Using secrets in PRs for regular contributors (non maintainers)

[abravalheri]

Hello,

I currently use CirrusCI for the majority of my opensource projects and I have been very happy with it.

However, recently I stumbled across a dilemma:

There are some integration services that require secrets (e.g. access tokens) to be set in the CI environment (one example of such services is coveralls) to be able to work.
Cirrus CI support for secrets via env vars works fine for the majority of cases, however when regular contributors (without direct write access) submit PRs, these variables cannot be read and therefore some integrations cannot run.

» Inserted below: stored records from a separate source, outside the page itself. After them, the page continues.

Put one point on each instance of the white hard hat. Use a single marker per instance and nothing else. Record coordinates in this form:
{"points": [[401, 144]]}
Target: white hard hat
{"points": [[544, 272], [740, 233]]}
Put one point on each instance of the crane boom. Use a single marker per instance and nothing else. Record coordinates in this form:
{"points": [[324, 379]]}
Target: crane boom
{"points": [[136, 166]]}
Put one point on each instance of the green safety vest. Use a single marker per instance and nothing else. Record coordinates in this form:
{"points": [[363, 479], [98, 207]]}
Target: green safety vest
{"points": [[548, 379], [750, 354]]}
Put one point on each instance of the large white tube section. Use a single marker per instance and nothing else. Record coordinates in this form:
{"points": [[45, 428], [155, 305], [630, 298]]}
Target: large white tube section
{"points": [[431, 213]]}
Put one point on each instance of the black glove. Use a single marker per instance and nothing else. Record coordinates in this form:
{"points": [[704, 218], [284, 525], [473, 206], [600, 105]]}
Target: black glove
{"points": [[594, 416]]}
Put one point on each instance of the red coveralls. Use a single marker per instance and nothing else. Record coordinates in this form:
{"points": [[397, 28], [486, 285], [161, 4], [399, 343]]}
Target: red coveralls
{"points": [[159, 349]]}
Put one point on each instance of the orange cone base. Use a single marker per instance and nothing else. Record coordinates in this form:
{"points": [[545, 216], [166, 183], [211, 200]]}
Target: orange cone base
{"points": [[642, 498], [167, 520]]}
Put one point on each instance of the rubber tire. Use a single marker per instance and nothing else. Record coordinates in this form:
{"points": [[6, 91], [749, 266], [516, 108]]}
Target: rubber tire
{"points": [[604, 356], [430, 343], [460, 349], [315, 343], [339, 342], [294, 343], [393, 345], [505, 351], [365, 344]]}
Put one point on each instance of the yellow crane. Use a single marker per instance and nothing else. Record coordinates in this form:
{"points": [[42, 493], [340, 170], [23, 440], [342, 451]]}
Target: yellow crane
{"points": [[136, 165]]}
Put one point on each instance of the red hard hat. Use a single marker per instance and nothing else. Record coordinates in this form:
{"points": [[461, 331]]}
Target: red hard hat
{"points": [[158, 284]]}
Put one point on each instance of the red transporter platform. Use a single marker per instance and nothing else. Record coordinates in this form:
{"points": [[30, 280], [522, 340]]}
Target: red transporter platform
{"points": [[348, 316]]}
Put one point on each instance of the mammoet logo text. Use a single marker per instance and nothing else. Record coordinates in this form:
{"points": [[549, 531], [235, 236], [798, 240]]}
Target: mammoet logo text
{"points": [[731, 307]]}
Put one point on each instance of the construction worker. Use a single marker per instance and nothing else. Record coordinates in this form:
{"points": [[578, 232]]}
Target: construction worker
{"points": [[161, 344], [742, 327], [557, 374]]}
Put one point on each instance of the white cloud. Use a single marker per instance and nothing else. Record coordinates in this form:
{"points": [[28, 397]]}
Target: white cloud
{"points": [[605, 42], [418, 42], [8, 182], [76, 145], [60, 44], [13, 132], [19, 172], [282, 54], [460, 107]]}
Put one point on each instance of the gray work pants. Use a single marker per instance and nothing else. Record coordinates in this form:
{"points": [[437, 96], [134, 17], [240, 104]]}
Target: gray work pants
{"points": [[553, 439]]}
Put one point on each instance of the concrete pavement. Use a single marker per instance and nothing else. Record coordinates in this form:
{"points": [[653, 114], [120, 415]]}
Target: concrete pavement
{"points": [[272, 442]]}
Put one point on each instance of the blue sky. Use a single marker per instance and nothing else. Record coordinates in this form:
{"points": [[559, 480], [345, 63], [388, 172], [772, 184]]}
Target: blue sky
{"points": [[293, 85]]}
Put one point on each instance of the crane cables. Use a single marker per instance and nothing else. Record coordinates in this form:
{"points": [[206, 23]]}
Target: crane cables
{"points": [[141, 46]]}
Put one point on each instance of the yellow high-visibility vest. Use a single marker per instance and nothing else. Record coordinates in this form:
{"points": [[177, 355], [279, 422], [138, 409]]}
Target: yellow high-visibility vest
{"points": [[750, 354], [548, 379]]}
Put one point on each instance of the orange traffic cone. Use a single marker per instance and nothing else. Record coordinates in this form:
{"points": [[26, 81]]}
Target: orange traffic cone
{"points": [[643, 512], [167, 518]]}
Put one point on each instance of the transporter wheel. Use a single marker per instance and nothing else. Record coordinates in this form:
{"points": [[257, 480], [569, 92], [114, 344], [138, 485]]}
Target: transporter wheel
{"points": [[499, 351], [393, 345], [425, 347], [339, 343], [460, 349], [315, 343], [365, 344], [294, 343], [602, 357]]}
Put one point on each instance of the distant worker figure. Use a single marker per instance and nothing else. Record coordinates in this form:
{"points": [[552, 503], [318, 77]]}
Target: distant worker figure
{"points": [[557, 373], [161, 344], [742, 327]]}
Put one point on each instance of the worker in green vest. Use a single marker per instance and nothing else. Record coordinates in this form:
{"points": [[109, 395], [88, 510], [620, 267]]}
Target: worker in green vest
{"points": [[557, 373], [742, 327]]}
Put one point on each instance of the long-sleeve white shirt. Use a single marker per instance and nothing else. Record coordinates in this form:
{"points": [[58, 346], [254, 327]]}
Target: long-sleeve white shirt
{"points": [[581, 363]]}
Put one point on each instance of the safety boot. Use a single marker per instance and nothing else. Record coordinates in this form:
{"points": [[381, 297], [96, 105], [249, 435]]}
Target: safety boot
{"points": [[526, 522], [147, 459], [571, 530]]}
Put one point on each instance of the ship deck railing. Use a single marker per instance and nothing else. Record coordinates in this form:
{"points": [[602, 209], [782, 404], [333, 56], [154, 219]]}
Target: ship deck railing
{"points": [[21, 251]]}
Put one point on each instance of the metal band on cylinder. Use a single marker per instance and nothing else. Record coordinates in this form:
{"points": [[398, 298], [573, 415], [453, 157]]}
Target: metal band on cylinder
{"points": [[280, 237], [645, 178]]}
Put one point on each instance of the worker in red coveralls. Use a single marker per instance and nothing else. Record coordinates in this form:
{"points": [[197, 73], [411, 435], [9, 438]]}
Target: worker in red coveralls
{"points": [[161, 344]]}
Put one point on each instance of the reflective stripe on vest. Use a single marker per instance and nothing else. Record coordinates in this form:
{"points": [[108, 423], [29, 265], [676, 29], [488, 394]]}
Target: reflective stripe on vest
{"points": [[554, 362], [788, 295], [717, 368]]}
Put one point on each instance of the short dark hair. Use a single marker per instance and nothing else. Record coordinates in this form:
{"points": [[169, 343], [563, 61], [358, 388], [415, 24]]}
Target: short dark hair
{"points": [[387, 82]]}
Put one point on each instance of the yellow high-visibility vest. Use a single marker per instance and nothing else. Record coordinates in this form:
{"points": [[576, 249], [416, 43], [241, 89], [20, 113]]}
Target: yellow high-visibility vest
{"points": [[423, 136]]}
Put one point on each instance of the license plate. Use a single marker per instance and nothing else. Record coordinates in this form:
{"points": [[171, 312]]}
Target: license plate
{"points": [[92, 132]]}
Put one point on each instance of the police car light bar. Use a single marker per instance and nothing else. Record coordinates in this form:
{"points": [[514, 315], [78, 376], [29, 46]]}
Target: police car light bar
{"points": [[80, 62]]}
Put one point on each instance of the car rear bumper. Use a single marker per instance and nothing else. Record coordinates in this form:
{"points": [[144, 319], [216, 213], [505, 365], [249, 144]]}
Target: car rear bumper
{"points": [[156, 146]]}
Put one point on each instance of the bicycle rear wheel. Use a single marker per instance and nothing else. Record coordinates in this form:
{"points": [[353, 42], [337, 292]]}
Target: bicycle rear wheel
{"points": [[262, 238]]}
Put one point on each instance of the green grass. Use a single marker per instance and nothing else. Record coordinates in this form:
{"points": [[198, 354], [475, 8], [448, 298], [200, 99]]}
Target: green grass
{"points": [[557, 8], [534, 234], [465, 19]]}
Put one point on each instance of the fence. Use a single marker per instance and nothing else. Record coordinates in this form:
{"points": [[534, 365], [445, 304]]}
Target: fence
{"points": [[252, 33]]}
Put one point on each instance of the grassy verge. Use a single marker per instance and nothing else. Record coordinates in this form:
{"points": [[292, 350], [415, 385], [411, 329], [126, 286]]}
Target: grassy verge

It is a difficult problem since it involves security risks, but I was wondering if anyone knows if there is any best practice/way around this problem...

[fkorotkov]

You are a right it's a tough one from the security perspective. If you are OK to have the Coverall token to be at a potential risk you can add it as plain text in your repository settings:

This way the token will be visible in the settings only for people with write access to the repository. But still there might be a PR that does echo $COVERALLS_REPO_TOKEN to still the token.

On the other hand we might add a new policy beside Only users with write access and call it Only users with write access and collaborators. But still the first PR from a user won't have the token decrypted in this case.

[abravalheri]

Thank you very much @fkorotkov for the clarification.

Do you know if is there anyway of preventing cirrus-ci of running if the .cirrus-ci.yml file is changed by a person that does not have write access (non-maintainers)? (I suppose that is the easiest solution in terms of security right? Requiring maintainers to manually verify a PR before triggering Cirrus CI if .cirrus-ci.yml is changed...)

[fkorotkov]

Problem with changes to .cirrus.yml is that many people abstract their CI logic in separate scripts, for example, test.sh. And a bad actor can change test.sh instead of .cirrus.yml. I've thought about the issue for quite a while and it seems there is single solution for the problem.

But if all of your logic is in .cirrus.yml, you can config resolution strategy to Latest from the default branch so Cirrus will always use .cirrus.yml from the default branch and will ignore any changes to .cirrus.yml in a PR until it's merged.

[abravalheri]

Thank you very much @fkorotkov for the tip. That is very useful and I imagine can be used in conjunction with you previous tip to workaround the security limitations).

[abravalheri]

@fkorotkov, just to confirm: when an environment variable is overwritten in Cirrus Web UI (as per the image you posted), the visibility of its value is the same visibility of secured variables, right? So they work as secured variables, but without being encrypted?

Is there a way of specifying who can read each variable individually (i.e. have a variable that can be read by everyone and have variables that can be read just by people with write rights)?

[fkorotkov]

These overrides are added as is. The only difference is that it's not in YAML as plain text. You can use ENCRYPTED[...] syntax there to secure the value from non contributors like COVERALL_TOKEN=ENCRYPTED[...].